Most of you know I'm an avid user of Facebook and Twitter. I've been active on Facebook for a few years, and on Twitter for just about a year. I consider both of them important parts of my online life, though originally, for different reasons. Now I find the two are merging for me.

From the beginning, Facebook was a place for me to keep in touch with new and old friends, and I've really enjoyed it. For the most part, I only "friended" people I knew and though sometimes that meant a person I only had the vaguest memory of from high school, it was important for me to keep it free from "clutter" by only accepting requests from people I had some familiarity with.

Twitter, on the other hand, began as a place where I created new relationships, mainly publishing and writing-related. It's worked beautifully–I've made so many new friends, acquaintances, and contacts, and I've learned so much about the industry. I've said this before, and I'll say it again–if you are in any sort of field where self-promotion and contacts are important, you gotta be on Twitter. Learn to use it and use it well, because it is your friend.

Because of the different uses I had for Facebook and Twitter, I expressed myself differently on each. On Facebook I tended to post more personal, random things, because the people there knew me. On Twitter, I tried to keep it more professional, sticking mostly to writing links and sharing information. 

But after a year of creating relationships on Twitter, many of whom I've now met face-to-face or at least had conversations with, my Twitter world has intertwined with my Facebook world.  

You know what? I like it. It means the business contacts I've made on Twitter have become more personal–certainly not the same as the ones I've had for years–but I count several among my friends now. And to me, that's what social media is about: creating authentic, mutually beneficial, and yes, personal, relationships.

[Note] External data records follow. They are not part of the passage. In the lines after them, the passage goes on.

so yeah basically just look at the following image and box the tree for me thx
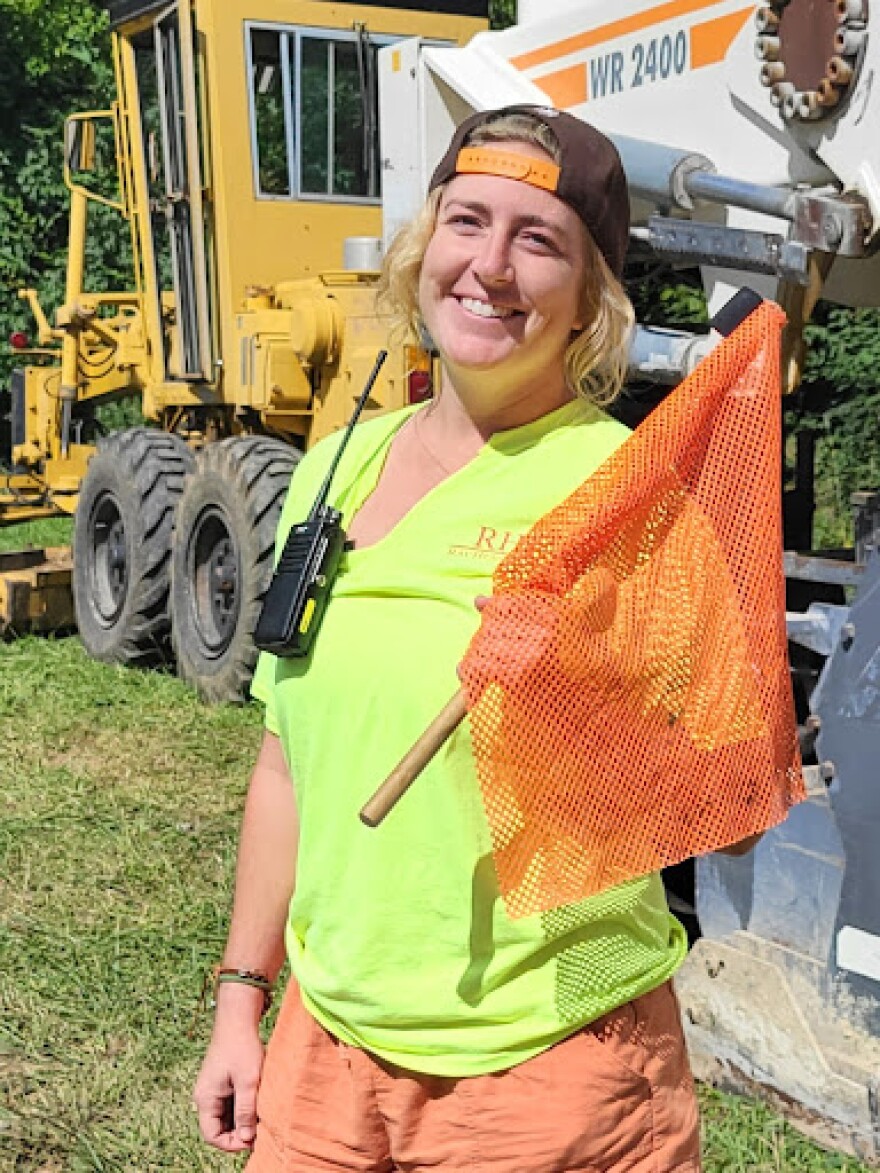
[788,305,880,545]
[0,0,126,385]
[490,0,516,28]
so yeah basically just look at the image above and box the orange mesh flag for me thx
[459,300,805,919]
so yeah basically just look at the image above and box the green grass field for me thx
[0,521,873,1170]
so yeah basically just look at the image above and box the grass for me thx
[0,630,874,1171]
[699,1089,871,1172]
[0,638,262,1171]
[0,517,73,553]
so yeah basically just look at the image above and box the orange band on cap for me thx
[455,147,561,193]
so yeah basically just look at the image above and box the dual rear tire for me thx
[73,428,194,666]
[170,437,298,703]
[73,430,298,701]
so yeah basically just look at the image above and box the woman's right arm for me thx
[193,730,299,1153]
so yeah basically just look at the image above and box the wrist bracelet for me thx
[211,966,274,1016]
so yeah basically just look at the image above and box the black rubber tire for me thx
[170,436,299,703]
[73,428,195,666]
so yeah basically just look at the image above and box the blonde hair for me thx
[378,112,634,407]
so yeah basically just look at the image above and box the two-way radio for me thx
[253,350,388,658]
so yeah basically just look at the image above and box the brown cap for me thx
[429,105,630,278]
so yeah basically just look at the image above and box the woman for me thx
[194,105,703,1171]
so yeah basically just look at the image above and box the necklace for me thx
[411,410,462,476]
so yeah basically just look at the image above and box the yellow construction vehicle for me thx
[0,0,484,700]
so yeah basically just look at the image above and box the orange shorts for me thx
[247,981,700,1172]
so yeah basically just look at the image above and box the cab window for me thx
[246,24,387,202]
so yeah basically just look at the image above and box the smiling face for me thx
[417,142,589,426]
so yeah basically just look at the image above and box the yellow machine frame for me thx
[2,0,484,520]
[0,0,485,684]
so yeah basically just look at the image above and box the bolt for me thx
[841,622,856,648]
[817,78,842,108]
[755,6,781,32]
[819,760,836,783]
[798,91,823,120]
[782,90,800,119]
[827,55,854,84]
[771,81,795,108]
[822,213,843,247]
[755,35,781,61]
[761,61,787,85]
[834,26,865,55]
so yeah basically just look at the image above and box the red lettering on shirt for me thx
[450,527,524,558]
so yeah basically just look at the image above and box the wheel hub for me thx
[90,492,129,625]
[756,0,868,122]
[189,506,242,656]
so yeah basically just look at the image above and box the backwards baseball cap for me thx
[429,105,630,279]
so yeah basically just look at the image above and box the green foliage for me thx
[489,0,517,29]
[0,0,130,386]
[788,304,880,547]
[96,395,146,433]
[0,516,72,552]
[802,305,880,396]
[628,263,708,327]
[251,31,290,195]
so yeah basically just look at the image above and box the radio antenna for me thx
[309,350,387,521]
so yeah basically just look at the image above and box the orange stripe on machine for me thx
[535,30,687,103]
[533,63,588,107]
[530,7,753,105]
[690,7,753,68]
[510,0,731,72]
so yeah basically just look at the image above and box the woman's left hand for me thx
[193,991,267,1152]
[460,594,559,699]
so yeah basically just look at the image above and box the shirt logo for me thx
[449,526,523,559]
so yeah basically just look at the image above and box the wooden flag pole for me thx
[359,691,467,826]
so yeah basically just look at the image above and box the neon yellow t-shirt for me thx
[251,399,688,1076]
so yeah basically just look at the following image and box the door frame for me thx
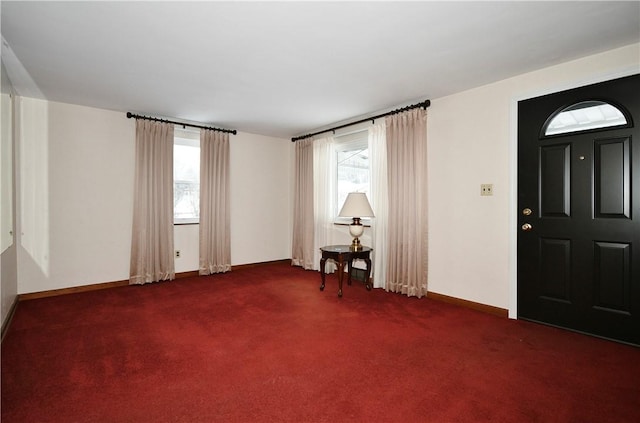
[507,68,639,319]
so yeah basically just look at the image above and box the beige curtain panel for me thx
[291,138,315,269]
[130,120,175,285]
[199,129,231,275]
[385,108,428,297]
[369,122,389,289]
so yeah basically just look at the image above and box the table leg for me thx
[364,257,372,290]
[319,257,326,291]
[347,259,353,286]
[337,260,345,298]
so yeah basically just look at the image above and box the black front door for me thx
[517,74,640,345]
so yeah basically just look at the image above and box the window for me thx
[335,131,370,222]
[543,100,628,136]
[174,128,200,224]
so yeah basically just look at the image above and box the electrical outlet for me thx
[175,250,181,258]
[480,184,493,196]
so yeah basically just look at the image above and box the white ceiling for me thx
[2,1,639,138]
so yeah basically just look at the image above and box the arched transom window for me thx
[543,100,628,136]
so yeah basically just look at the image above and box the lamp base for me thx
[350,238,363,251]
[349,219,364,251]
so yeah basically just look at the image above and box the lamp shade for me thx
[338,192,375,218]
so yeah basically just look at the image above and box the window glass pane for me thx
[174,135,200,223]
[544,101,627,136]
[337,145,369,215]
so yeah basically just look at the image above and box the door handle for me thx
[521,223,533,232]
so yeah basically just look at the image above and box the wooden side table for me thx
[319,245,373,297]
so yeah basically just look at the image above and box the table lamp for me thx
[338,192,375,251]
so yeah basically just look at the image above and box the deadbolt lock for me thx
[522,208,532,216]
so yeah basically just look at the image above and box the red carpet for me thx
[2,261,639,422]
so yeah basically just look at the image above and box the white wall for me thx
[1,58,18,326]
[11,43,639,307]
[427,43,640,313]
[230,132,292,265]
[16,100,135,293]
[16,100,292,294]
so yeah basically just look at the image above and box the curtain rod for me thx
[291,99,430,142]
[126,112,237,135]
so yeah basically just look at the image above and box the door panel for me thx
[518,73,640,345]
[540,144,571,217]
[539,238,572,303]
[594,137,630,217]
[593,241,630,314]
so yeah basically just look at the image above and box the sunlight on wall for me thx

The only downside I can think of is that I'm a lot more careful now about what I post on Facebook. The merging relationships on Twitter and Facebook mean Holly West, writer, and Holly West, joe-schmoe, are the same and one represents the other. So although I still post a some random stuff on both sites, I'm at least cognizant of the fact that I am, hopefully, creating an audience, and that what I say, whether good or bad, has repercussions.